Die politische Botschaft mittelalterlicher Doktrinen

Einen Schwerpunkt in ihrer Arbeit legt Krawietz auf die  islamische Rechtslehre: Die Auslegung der Scharia begreift sie als einen sich ständig fortbildenden, kreativen Prozess, den es genau zu beobachten gilt. Außerdem forscht die Islamwissenschaftlerin zu Autoren der Vormoderne und des Mittelalters, wie Ibn Taymiyya sowie dessen Schüler Ibn Qayyim al-Jawziyya. Sie untersucht, wie deren Doktrinen von zeitgenössischen Autoren wieder aufbereitet werden. Krawietz interessiert sich für die mögliche politische Intention: „Wer heutzutage mittelalterliche Werke ediert, sendet ganz klar eine politische Botschaft “, meint die Wissenschaftlerin.
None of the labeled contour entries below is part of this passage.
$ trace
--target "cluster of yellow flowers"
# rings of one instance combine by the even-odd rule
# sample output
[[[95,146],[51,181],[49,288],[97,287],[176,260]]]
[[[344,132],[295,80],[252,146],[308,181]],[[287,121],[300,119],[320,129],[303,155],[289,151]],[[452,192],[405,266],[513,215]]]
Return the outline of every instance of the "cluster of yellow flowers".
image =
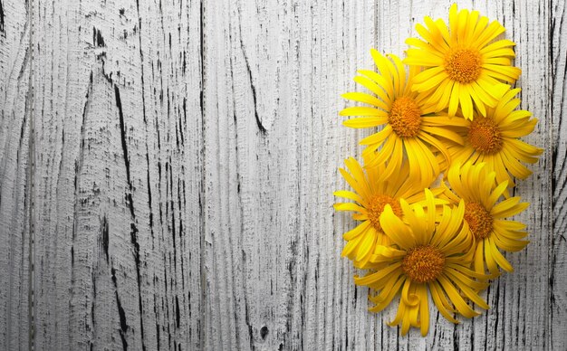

Birgit Krawietz weiß sehr gut um die tagespolitische Brisanz ihres Forschungsbereiches. Dennoch ist es ihr Anliegen, nicht nur auf aktuelle Ereignisse in der islamischen Welt einzugehen, sondern selbst Themen zu setzen und Verbindungslinien zur islamischen Geistes- und Kulturgeschichte zu ziehen.